Watkins took a handkerchief from his pocket and dabbed at his forehead: “I wish the food would come, don’t you?”

“I told you,” Dow said patiently, “he can’t have anything to eat or drink until I’ve determined whether or not I’m going to use drugs.”

“Will you two cut out this fucking psychwar and tell me what it is you want to know?”

Dow scratched one graying temple, took off his glasses and meticulously returned them to his breast pocket. “Normally, I wouldn’t. But since you’re a… distant relative, let’s say… I’ll give you an easy out: tell me where Ashmead is and what you’ve got on with him, as well as what you and Netanayhu are collaborating on, and we’ll shelve the rest of it.”

“Ashmead? I haven’t seen him since my orienta—”

Dow’s flat hand hit the desk with a resounding thump. “We know you went toodling off to the Persian Gulf, Beck. We know he’s out there, too. What were you doing, visiting your maiden aunt for a week?”

“If you know so much, you tell me.”

“Beck, I’m going to leave this surveillance file open on the desk, here, and walk out of the room with Watkins. When I get back, you and I are going to talk about Ashmead—either the easy way, or the hard way. It’s up to you.”

“Do you think that’s wise, Dow?” said Watkins as he followed Dow to the door.

The surveillance file detailed a number of Beck’s movements, but not all, during the time he’d been looking for Ashmead. In Bahrain, the bird dogs had lost his scent, then picked it up again when he reclaimed his plane.
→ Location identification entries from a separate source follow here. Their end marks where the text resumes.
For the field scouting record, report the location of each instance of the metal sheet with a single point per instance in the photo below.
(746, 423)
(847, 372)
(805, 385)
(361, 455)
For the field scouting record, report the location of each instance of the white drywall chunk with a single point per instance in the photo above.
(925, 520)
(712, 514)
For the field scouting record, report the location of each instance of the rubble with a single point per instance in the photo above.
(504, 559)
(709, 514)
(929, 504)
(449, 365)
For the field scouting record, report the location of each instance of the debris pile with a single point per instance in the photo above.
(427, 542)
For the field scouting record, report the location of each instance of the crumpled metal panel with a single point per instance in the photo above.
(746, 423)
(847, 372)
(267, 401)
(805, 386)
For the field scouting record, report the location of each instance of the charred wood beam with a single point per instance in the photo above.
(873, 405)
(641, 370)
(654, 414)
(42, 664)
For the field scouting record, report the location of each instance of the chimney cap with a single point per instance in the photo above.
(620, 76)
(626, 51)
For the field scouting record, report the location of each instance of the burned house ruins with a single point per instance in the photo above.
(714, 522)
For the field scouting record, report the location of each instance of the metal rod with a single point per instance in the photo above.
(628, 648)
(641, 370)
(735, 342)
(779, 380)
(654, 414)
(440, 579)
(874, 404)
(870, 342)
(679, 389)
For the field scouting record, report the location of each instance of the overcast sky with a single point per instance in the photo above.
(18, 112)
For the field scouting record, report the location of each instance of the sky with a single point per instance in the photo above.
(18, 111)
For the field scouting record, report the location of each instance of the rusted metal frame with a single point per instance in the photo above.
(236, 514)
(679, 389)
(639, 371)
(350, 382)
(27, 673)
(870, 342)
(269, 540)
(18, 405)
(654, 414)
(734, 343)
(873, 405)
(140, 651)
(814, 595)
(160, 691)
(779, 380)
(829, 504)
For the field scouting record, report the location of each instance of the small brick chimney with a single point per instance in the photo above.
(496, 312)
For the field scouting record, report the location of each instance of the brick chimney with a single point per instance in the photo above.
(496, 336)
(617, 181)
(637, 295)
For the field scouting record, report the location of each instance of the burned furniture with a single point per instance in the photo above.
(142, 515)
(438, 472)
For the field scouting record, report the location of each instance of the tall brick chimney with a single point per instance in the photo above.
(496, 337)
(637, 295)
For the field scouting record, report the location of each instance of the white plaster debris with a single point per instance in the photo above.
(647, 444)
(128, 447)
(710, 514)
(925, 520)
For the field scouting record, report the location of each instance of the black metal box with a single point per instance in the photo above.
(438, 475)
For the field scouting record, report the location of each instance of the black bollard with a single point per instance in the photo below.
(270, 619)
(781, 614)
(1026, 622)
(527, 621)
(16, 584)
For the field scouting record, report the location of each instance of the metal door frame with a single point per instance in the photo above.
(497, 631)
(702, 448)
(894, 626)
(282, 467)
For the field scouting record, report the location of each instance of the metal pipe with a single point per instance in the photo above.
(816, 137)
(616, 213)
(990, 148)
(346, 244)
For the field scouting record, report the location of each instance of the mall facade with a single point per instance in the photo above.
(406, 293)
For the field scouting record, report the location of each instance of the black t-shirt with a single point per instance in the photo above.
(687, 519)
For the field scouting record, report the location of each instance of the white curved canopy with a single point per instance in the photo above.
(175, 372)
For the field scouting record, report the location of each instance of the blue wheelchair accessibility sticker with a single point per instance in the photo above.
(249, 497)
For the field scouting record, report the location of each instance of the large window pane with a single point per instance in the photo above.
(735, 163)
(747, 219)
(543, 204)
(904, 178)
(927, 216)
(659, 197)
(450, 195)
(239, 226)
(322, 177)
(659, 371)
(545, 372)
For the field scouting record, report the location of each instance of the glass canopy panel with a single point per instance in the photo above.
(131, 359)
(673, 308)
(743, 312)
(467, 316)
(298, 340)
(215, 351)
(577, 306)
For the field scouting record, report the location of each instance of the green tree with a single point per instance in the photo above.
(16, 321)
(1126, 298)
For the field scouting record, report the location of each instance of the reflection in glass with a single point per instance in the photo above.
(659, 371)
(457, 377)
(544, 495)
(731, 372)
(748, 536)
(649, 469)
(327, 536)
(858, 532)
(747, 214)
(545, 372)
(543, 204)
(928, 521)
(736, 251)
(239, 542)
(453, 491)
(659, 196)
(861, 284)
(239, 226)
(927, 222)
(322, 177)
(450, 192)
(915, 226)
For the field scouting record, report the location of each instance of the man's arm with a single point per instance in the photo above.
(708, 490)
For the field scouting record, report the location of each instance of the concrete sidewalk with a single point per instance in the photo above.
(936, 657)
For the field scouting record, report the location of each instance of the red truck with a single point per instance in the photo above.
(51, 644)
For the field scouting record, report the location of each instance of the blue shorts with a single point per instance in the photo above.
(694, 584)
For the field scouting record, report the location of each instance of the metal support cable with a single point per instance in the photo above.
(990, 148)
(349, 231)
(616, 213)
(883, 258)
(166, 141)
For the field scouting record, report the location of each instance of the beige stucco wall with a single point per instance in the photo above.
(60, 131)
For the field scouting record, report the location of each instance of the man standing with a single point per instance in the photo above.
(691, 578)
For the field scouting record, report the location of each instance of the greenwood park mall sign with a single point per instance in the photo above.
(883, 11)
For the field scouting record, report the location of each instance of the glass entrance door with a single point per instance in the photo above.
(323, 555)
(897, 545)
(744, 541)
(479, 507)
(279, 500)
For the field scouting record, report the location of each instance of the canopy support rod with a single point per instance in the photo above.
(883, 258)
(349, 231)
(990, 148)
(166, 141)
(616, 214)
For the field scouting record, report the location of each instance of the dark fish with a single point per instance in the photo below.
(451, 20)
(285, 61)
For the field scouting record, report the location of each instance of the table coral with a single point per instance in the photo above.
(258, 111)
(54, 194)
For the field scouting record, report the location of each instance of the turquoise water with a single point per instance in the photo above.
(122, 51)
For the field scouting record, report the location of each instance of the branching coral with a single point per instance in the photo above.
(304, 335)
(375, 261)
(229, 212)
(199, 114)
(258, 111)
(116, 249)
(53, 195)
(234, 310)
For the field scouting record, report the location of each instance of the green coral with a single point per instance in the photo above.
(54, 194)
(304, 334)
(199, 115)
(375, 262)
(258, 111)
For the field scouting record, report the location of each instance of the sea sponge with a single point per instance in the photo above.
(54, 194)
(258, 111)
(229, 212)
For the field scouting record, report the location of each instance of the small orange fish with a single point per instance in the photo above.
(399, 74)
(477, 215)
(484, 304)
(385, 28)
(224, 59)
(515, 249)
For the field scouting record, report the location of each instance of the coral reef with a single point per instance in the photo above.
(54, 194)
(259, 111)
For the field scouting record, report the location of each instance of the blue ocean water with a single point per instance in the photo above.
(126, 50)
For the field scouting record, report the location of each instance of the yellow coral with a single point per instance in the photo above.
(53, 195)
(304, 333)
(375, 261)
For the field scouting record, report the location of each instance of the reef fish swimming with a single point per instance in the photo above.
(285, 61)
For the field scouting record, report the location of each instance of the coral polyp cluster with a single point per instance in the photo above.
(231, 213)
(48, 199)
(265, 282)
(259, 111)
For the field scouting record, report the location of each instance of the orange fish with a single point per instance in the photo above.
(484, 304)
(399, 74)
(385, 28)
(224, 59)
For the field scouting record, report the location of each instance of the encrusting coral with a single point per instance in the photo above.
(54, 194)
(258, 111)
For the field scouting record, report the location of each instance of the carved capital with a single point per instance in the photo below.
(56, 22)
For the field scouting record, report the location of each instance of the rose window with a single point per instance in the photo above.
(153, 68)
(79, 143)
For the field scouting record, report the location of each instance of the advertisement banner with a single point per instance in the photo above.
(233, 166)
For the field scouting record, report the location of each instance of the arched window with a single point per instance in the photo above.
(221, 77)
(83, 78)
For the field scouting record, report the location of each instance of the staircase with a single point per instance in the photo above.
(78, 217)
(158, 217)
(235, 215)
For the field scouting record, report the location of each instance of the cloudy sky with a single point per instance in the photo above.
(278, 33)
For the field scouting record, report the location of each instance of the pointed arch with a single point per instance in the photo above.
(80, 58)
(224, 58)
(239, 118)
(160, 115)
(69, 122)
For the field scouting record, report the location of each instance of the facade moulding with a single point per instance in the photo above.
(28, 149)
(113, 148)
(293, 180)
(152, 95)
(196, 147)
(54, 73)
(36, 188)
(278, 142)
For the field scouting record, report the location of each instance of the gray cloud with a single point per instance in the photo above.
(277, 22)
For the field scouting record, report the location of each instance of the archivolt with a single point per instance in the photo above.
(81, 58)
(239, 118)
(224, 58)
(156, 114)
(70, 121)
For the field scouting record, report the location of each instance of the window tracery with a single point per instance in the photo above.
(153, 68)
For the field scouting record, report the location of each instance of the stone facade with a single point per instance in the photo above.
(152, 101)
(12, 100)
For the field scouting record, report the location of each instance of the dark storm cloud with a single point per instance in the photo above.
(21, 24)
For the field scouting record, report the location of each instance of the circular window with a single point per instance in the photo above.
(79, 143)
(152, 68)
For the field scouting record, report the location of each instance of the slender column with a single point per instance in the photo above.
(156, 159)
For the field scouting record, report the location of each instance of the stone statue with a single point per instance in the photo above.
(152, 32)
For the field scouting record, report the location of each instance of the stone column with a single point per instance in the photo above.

If this was truly all they had, they couldn’t prove he’d met with Ashmead; they were grasping at straws, backtracking from the aborted hit on an Abu Dhabi street, fitting his face to an unidentified figure that had intervened, just guessing because they’d been caught with their pants down, because they needed Ashmead for something and couldn’t find him, and because Beck had left himself wide open.

Armed with that information, he prepared to defend himself.

When they came back, bearing a tray of sandwiches and coffee, he ate heartily, casually, daring them to risk killing him by giving him pentathol on a full stomach.

They seemed relaxed; even Dow had lost his glower, and they talked of the general world situation ruefully, like the professionals they were, until they’d done eating.